Le journaliste acquitté, le caïd condamné

logoParisien-292x75 Elodie Soulié, 24/10/2003

Des deux accusés du meurtre de Gilbert Ducret, le 15 janvier 1995 à Gagny, l’un est ressorti libre et acquitté, l’autre est retourné en prison pour vingt ans. Hier soir, sans doute faute de preuves plus que par conviction, la cour d’assises de Seine-Saint-Denis a blanchi Omar Guendouz, ce journaliste de 34 ans rendu célèbre par son enquête sur le « tueur de l’Est parisien » Guy Georges.

Et tout aussi démunie de preuves mais avec plus de conviction, la cour a « chargé » son coaccusé Victor Aboui-Ella, 31 ans, le caïd de banlieue au coup de poing facile et au casier judiciaire long comme le bras, plombé par la violence et son incapacité à « laisser un affront impuni ».

Un verdict tombé à la fin d’une dernière journée d’audience qui n’a pas donné ce qu’elle espérait à Anita Ducret : la veuve de Gilbert Ducret était venue chercher une « vérité » attendue depuis bientôt neuf ans. Hier soir, épuisée par trois journées d’audiences aussi vaines que longues, elle a quitté la cour d’assises nouée par l’effroyable sentiment d’avoir perdu son temps.

Malgré les 20 ans de réclusion infligés au meurtrier présumé de son mari, elle ne saura jamais vraiment pourquoi Gilbert, le père de deux de ses enfants, est mort un soir de janvier 1995, battu à mort sur le bitume d’un carrefour de Gagny, après un banal accident de la route.

20 ans de réclusion

Durant trois jours d’audiences « polluées par le mensonge », comme le regrette l’avocat de la famille Ducret, Me Stéphane Maugendre, et comme ils le font en réalité depuis le début de l’instruction, les deux accusés n’ont pas aidé la cour à progresser vers cette vérité que tout
le monde espérait. Ils n’ont fait que se renvoyer la faute, sans regards pour le petit banc où, coudes serrés dans une douleur qui les brise, les proches de Gilbert espéraient un aveu, une explication.

Or ni Omar Guendouz, si contrit en avouant « avoir beaucoup menti, par lâcheté et par peur » pour protéger Aboui, ni celui-ci, en répétant lapidairement n’avoir « rien vu, rien entendu, rien fait » ce soir du 15 janvier 1995, n’ont aidé à trouver cette vérité.
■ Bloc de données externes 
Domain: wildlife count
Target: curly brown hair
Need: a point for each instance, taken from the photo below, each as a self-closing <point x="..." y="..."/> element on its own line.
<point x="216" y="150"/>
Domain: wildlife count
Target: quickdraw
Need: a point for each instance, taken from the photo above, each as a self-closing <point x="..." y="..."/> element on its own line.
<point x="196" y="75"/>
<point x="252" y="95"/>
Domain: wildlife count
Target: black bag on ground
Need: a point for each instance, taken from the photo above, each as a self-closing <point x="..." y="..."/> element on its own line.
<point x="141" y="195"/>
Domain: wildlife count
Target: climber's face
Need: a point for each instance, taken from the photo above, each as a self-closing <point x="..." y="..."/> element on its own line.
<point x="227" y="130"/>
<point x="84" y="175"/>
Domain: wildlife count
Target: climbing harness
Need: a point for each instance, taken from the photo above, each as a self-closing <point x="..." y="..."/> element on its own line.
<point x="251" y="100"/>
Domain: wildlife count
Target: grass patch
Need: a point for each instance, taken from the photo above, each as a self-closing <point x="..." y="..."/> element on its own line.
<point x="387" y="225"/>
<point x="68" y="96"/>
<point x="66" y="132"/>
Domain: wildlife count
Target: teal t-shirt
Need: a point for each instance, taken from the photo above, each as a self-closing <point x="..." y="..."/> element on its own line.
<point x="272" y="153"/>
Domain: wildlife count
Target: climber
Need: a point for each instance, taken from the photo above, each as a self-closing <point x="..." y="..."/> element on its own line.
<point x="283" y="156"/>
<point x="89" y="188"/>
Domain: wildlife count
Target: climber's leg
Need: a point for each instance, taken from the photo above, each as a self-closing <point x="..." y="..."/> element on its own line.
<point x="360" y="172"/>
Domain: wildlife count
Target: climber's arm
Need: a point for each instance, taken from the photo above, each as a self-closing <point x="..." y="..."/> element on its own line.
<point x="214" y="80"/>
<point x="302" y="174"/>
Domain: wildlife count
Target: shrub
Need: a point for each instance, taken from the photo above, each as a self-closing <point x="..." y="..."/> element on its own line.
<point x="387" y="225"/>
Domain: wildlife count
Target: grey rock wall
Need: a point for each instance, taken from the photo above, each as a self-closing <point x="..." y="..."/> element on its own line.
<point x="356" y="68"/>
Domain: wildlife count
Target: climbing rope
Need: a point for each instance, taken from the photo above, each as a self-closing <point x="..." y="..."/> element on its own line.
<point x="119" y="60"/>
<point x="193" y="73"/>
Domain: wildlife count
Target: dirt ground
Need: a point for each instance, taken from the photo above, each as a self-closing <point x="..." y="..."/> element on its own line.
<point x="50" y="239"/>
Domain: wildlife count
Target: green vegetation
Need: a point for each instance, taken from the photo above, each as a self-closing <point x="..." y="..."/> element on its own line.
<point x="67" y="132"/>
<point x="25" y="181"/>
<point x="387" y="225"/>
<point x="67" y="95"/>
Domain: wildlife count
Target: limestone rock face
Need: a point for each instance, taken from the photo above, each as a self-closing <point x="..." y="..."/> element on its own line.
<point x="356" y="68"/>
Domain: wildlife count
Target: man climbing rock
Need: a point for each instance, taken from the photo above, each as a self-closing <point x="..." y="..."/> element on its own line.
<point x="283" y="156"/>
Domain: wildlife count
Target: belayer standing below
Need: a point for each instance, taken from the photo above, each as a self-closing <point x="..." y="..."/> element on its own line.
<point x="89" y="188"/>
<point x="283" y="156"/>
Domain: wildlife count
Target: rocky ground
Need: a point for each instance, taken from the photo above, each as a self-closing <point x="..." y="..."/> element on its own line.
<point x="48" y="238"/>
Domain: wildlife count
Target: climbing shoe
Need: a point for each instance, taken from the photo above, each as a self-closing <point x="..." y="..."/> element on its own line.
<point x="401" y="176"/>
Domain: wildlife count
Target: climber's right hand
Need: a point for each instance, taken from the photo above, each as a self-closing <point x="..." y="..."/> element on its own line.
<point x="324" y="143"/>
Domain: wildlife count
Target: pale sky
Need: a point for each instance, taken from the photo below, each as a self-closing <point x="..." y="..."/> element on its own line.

A l’heure de rendre leur verdict, les jurés ne pouvaient qu’être troublés par le réquisitoire de l’avocate générale, ouvertement impuissant à demander une quelconque peine contre Omar Guendouz. Mais suffisamment convaincue pour requérir 15 ans de réclusion criminelle contre Victor Aboui. «Je ne peux requérir sur de seuls sentiments, et sur les mensonges si nombreux de Guendouz, a reconnu Laure Vermeersch. Or, en l’état de ce dossier, aucun élément tangible ne m’apporte la preuve qu’il a fait quelque chose. » L’avocate générale a trouvé plus « d’éléments » contre Victor Aboui, coupable, selon elle, de l’acharnement de violence dont est mort Gilbert Ducret.

Laure Vermeersch venait d’ouvrir la porte de l’acquittement pour Guendouz, et de fermer toute issue à Victor Aboui. Me Sophie Bottai, l’avocate du journaliste, a juré que Guendouz n’était fautif que de « n’avoir pas été courageux ». Pour Me Oussedik, avocat d’Aboui, son client paie son profil de « coupable idéal », et la cour est selon lui tombée dans le nouveau piège construit par Guendouz, le « magicien du verbe » : la manipulation.